Synthetic adversarial corpus (benches/agent-success/): 38 column-name hallucinations modeled after real LLM SQL agent failures — case flips, missing/added underscores, plural/singular drift, semantic near-misses.

Two harnesses, same corpus:

Harness Baseline Treatment Δ
Literal lookup (no LLM) 0.0% 94.7% +94.7 pp
qwen2.5-coder:3b via Ollama (real LLM) 97.4% 100.0% +2.6 pp

Same model in both halves of the LLM row — the difference is describe_for_agent ranking + resolve_column post-correction. The single miss in the LLM baseline is "What is the orderid on shipments?" — the model picked id instead of order_id; resolve_column fixed it.

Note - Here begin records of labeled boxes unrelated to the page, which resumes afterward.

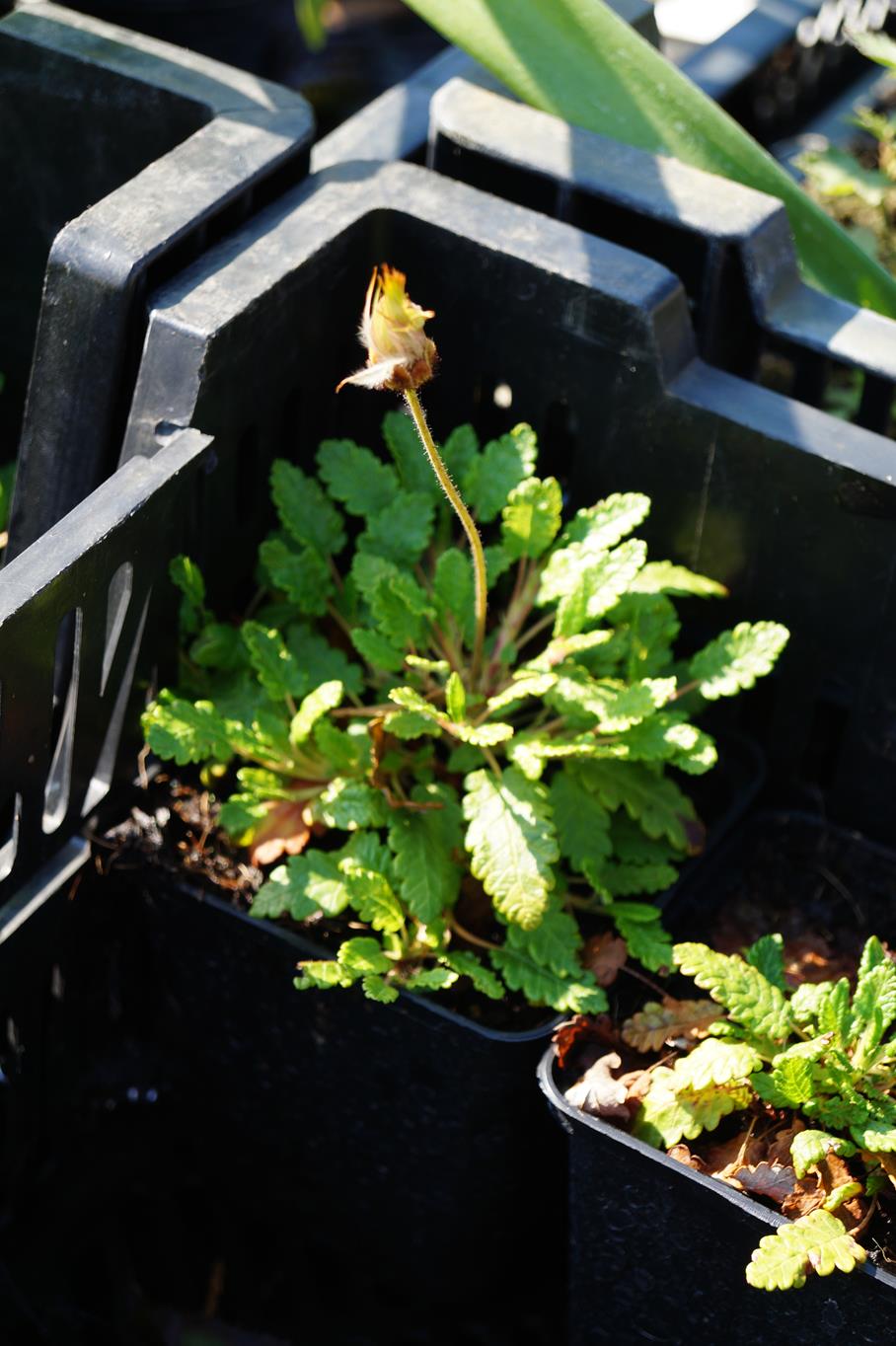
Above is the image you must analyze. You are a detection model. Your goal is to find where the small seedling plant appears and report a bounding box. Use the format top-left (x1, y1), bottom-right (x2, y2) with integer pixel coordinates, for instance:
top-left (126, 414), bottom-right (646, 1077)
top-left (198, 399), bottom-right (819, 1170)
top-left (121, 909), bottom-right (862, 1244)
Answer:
top-left (137, 267), bottom-right (787, 1012)
top-left (567, 935), bottom-right (896, 1290)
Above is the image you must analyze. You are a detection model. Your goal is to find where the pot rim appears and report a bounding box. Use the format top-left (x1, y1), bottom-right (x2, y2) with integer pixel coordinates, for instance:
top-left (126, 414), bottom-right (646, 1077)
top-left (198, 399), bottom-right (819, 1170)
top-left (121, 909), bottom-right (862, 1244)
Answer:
top-left (538, 1044), bottom-right (896, 1291)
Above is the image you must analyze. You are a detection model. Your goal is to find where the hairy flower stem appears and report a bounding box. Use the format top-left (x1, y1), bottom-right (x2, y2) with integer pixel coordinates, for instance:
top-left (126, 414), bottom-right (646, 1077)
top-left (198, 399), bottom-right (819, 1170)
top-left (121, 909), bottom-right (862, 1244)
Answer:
top-left (405, 388), bottom-right (488, 687)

Median per-record latency: literal harness ~7 µs / 3 µs (schemadex overhead is in the noise); LLM harness ~285 ms (LLM-bound on an M2 Max).

Reproduce:

# Literal (no LLM)
python benches/agent-success/synthetic_corpus.py
python benches/agent-success/run_synthetic.py

# Real LLM via Ollama
ollama serve &
ollama pull qwen2.5-coder:3b
python benches/agent-success/run_ollama.py --model qwen2.5-coder:3b --n 0

This is a micro-benchmark of the resolution path, not an end-to-end LLM agent comparison on BIRD/Spider — those harnesses are scaffolded in baseline.py / treatment.py but require an API key + corpus download. See docs/benchmark.md for methodology.

Why

LLM SQL agents fail in the same three ways over and over:

  1. They hallucinate column names because they got the schema in a thousand-token blob and forgot half of it.
  2. They retry the same broken query because they don't know 'No Delay' is the sentinel value covering 80% of delay_code.
  3. They re-introspect on every step because there's nowhere obvious to cache the schema.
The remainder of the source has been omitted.